第20章(2 / 4)
王赵元训。
那位张扬、乖谬、跋扈集于一身,曾被流三千里,困守漠北多年不得返的少年王。
厌翟辘辘而驶,车厢微簸,沈雩同用扇面偷偷掀开车衣一角。
赵元训骑的是一匹通体如银的马,于人群中格外醒目。她无意窥见,多看了两眼,就被这人眼尖地逮到,还使杨咸若来问她怎么了。
沈雩同一阵语塞,情急之下脱口问道:“何时能到?”
又觉这话显得她多心急似的,羞笼眉眼,解释道:“不像是去王府的路。”
杨咸若仿佛不懂,一本正经地回她,官家给了恩典,要先去宝慈宫见太皇太后。
古来只帝王册后,春宫娶妃,公主出降可出入内禁的宫苑。身为先帝之子,且已出宫立府的亲王,以如此隆重煊赫的声势进入宫禁,这不合规矩,也易引起多方猜忌。

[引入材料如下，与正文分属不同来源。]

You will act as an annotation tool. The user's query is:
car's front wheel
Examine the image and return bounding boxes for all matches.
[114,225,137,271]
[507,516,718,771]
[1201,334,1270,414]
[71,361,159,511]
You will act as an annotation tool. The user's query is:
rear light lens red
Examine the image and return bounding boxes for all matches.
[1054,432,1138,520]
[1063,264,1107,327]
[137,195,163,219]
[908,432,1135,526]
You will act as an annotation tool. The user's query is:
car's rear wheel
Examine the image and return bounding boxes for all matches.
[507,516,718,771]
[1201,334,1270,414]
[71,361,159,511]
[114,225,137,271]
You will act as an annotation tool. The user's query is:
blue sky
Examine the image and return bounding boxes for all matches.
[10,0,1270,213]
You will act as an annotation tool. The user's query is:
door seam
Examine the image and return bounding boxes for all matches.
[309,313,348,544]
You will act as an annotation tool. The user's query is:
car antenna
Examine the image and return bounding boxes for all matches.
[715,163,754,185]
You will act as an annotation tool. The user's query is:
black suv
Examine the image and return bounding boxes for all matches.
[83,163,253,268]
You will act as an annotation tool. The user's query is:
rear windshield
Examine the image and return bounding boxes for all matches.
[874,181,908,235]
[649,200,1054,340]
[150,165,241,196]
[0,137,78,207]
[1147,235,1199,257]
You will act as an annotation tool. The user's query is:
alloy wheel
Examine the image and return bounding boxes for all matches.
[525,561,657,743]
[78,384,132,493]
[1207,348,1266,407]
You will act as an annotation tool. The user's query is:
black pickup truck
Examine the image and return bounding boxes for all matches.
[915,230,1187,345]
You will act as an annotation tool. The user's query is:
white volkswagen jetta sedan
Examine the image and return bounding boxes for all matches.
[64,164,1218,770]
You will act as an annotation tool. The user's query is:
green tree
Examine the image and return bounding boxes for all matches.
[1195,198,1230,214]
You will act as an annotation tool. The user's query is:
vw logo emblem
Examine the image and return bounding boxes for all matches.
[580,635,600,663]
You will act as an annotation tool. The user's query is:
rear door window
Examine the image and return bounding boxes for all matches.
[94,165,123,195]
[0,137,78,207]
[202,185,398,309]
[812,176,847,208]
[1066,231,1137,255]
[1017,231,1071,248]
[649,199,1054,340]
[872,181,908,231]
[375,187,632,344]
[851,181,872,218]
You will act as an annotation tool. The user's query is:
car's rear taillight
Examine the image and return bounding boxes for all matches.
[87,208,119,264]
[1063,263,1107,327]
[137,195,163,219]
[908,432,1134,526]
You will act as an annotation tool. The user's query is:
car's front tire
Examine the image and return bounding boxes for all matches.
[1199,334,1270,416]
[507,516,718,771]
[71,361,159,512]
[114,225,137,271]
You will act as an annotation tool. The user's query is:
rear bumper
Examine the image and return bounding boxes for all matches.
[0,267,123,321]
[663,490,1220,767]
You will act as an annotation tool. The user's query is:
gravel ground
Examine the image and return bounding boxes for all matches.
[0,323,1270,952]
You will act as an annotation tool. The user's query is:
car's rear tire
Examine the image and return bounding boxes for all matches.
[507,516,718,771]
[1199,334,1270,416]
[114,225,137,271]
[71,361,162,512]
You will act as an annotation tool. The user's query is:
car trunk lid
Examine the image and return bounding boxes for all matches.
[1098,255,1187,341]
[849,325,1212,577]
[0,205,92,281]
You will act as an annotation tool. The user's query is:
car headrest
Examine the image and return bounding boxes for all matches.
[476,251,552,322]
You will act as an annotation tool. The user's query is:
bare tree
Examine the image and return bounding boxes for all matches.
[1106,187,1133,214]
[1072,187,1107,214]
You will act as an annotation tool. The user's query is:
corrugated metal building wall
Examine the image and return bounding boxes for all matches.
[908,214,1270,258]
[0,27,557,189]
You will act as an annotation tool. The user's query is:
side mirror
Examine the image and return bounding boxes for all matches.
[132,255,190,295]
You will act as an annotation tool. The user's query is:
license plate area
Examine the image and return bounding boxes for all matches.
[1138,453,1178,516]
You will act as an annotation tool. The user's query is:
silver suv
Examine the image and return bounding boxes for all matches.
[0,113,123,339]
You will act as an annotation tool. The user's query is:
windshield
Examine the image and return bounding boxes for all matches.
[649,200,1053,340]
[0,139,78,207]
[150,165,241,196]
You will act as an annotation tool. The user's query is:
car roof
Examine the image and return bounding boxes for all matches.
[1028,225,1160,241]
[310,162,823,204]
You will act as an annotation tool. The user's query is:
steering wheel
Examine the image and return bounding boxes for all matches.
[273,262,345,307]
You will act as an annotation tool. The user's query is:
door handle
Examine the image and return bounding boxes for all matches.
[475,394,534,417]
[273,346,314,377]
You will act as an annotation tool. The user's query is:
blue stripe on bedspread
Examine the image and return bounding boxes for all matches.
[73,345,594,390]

但官家是至孝之人,他认为在特殊的情况下,情该大于礼。
至于王族到底该不该感情用事,显而易见,答案是否定的。
赵元训也并非不懂,圣眷优渥会让他遭受更多非议,以及同胞弟兄的嫉妒和猜疑。
如此心安理得地享受恩典,是他想要弥补四年来未曾在大妈妈身边敬孝的缺憾。
自私任性的后果,他会承担。
只是他亏欠更多的还是……
赵元训愧疚地侧目,视线落向身畔手托香缨向太皇太后行礼的新娘。
踌躇之际,大妈妈忽然伸出手指,温柔地抚向他的眉眼,感喟道:“夫婿黄昏来,好女因之去。”
是婚,也是姻。
冉冉秋光日影斜,车驾从宫中驶回,迎客们在邸前奉迎,阴阳生捧斗,撒下谷和豆。
孩子们捡完谷豆,赵元训纵马上来,于阶前勒停,他耸身下马,唤来王辖耳语了两句。
王辖会意后,直奔礼官,告知他不时官家要驾临王邸,一切从速,休要拖拉。
礼官登时如临大敌,整冠理衣,迅速按册唱喏起来。
天子驾临是临时决意,赵元训也是临时得知,但他根本不是担心官家久等,而是借龙威办事。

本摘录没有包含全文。